Primary cilia are built from the inside out by molecular “trucks” that ferry components to the tip. (Natl Inst of Environmental Health Sciences)

What this means is that weakness and atrophy, such as in muscular dystrophy, can occur from damage to those cilia. ID advocate Dr Michael Behe pointed to cilia as irreducibly complex systems, both in the way they function and in the way they are constructed (se his books Darwin’s Black Box and The Edge of Evolution). Normally, those cilia are part of complex signal transduction systems. When they work, the messages are communicated between outside and inside the cell. All is well, and physical activity builds muscle mass. That was the plan; disease comes from the breakdown of well-designed systems.

We live in a fallen world. The curse God put on the world when Adam and Eve sinned could have involved judgments of omission instead of commission: God releasing his hands on some of the built-in mechanisms for health, letting nature take its course through entropy, including mutational burden. Consider, by analogy, how in the case of sinners who did not acknowledge their Creator in Romans 1:22, God “gave them up” to dishonorable passions, “receiving in themselves the due penalty for their error.”

Another factor of the curse might have involved granting Satan limited ability to bring pain on mankind—the book of Job being a case study.

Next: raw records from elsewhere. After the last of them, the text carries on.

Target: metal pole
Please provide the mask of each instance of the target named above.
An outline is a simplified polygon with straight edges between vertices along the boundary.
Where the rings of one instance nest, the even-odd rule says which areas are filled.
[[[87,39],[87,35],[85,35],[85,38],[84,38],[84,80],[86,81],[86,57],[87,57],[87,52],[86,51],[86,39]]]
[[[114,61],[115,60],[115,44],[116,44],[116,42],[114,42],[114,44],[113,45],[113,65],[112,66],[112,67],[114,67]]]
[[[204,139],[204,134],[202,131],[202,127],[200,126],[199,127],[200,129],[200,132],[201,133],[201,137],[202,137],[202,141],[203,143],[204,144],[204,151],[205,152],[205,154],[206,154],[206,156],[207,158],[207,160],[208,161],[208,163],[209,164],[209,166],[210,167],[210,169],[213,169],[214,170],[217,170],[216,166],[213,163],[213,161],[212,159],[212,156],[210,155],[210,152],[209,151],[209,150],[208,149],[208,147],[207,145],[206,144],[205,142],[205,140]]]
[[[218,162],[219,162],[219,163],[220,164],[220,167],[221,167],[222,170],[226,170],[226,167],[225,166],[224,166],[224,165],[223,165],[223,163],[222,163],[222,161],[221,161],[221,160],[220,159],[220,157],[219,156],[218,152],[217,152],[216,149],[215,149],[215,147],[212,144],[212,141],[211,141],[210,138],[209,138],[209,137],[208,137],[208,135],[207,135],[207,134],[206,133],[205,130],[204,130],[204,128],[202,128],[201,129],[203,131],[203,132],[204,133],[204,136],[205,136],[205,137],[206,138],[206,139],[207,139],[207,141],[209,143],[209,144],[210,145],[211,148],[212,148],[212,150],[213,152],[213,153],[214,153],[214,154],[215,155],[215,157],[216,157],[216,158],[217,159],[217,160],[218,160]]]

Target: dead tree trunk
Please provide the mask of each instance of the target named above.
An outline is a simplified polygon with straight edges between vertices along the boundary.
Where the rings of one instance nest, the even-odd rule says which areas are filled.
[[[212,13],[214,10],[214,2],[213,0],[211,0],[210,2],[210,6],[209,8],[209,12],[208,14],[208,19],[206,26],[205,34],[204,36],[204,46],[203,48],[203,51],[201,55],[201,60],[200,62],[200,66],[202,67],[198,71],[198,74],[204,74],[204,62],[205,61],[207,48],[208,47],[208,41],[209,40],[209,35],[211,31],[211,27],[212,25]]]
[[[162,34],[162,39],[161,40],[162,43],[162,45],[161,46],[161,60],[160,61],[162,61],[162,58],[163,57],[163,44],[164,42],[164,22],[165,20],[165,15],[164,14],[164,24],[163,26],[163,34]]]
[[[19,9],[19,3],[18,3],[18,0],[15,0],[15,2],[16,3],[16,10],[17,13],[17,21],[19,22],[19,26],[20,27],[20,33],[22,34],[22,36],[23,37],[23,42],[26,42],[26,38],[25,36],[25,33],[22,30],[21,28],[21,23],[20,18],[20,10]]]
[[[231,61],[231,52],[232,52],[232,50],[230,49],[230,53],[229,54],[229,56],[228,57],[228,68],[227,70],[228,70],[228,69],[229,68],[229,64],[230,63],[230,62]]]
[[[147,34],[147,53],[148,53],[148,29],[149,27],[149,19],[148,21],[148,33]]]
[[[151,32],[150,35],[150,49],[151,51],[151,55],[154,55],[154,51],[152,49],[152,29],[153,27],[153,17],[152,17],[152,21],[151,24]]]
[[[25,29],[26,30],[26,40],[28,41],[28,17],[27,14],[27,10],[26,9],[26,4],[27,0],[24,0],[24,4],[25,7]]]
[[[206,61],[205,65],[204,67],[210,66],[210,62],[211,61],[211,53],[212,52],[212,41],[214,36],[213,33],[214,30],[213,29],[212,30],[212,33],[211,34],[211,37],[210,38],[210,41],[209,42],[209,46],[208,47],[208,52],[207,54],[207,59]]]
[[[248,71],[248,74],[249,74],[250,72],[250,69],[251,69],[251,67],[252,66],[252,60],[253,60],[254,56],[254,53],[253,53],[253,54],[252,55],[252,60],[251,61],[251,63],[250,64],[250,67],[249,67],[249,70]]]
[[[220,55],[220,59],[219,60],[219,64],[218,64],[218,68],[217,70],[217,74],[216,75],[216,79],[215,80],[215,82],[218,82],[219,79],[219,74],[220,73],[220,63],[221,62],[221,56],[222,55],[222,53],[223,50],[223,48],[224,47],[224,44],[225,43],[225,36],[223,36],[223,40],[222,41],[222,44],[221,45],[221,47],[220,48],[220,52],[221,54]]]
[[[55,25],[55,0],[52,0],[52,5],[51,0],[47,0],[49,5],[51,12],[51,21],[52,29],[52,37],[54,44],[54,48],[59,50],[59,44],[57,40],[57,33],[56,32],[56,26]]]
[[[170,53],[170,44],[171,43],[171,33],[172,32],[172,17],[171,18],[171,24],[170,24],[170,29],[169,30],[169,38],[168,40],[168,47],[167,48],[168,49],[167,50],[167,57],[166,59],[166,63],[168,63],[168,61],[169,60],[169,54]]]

And yet “God did not leave himself without witness,” Paul said to pagans in Lystra in Acts 14, “for he did good by giving you rains from heaven and fruitful seasons, satisfying your hearts with food and gladness.” He also gave man healing hands and a moral compass to try to slow down some of the effects of the curse. His merciful benevolence to all the world did not leave man without hope. He loved mankind so much it cost him his Son! But as the Son was raised, we also can be raised to newness of life (Romans 6). Death and Satan will not get the last word.

These reports are both instructive and encouraging. At best, though, they are only temporary. They can only delay the inevitable. In the meantime, don’t expect your body to get out of this world alive. The way of life is through the narrow gate (Matthew 7:13-14).